Quelques jours après, Odette était hors de danger. Mais la vie seule était revenue pour la jeune fille : la mémoire avait disparu dans ce choc terrible. Elle ne reconnaissait personne, sauf Marguerite, et toujours elle attendait Paul… Paul et sa mère.

— Les voilà, disait-elle, en se penchant à la fenêtre, ils viennent me chercher… Nous nous en irons là-bas… La grande mer me rendra mon âme… Tu viendras Marguerite… Tes yeux sont rouges ici… Dans mon pays, on ne pleure pas, viens…

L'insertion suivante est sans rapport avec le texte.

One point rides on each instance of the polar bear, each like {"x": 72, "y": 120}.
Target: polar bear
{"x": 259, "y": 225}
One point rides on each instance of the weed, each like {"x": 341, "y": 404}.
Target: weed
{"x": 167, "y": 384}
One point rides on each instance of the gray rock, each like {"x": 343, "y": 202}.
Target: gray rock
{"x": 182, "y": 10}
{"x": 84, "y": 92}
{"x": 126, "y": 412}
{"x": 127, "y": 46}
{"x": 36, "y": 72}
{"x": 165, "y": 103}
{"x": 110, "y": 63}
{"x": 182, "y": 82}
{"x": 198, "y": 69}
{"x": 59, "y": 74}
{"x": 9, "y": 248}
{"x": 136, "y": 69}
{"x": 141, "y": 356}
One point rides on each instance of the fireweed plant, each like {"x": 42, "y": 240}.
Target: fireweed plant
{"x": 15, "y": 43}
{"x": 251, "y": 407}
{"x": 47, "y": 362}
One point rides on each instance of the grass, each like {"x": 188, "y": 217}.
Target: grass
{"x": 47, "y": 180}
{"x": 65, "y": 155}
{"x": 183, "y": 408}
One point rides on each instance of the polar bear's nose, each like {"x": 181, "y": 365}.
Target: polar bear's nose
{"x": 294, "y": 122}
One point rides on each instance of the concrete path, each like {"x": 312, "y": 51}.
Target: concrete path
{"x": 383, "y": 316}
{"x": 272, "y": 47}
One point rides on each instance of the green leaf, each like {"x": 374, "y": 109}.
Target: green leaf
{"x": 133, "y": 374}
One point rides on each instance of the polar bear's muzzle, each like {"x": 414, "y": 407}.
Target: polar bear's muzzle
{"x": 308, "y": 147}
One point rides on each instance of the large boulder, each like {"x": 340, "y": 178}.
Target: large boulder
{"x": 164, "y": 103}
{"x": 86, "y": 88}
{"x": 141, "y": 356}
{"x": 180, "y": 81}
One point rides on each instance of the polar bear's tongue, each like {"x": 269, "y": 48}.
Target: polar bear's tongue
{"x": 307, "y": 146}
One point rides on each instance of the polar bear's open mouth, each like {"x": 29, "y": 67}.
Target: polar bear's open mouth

Quelquefois, sa douce folie se traduisait par des chants mélancoliques, de douces mélodies apprises sur les genoux de sa mère. L’une d’elles surtout revenait souvent sur ses lèvres. C’était la « Chanson de l’Exilé » :

Là-bas, en France, au pays de mon âme,
Il est un coin de terre heureux.
Là seulement, le soleil a sa flamme,
Là seulement, les jours sont bleus.
Oh ! mon pays ! ton souvenir m’assiège,
Je t’ai perdu… Quand te retrouverais-je ?
Adieu, mère adorée, adieu…
Pour te revoir, il faut bien prier Dieu ;
Demandons-lui qu’il nous protège.
Adieu, mère adorée, adieu !…

Odette ne paraissait pas souffrir. Elle s’intéressait à de petits ouvrages, mais il fallait que Marguerite fut là. Auprès d’elle, la pauvre enfant perdait parfois de vue son idée fixe et causait comme d’habitude. Un calme relatif s’était fait dans la vie des jeunes filles ; Laverdie était parti, soi-disant chargé d’une mission à Londres, de sorte que Mme Merville se relâchait un peu de sa sévérité.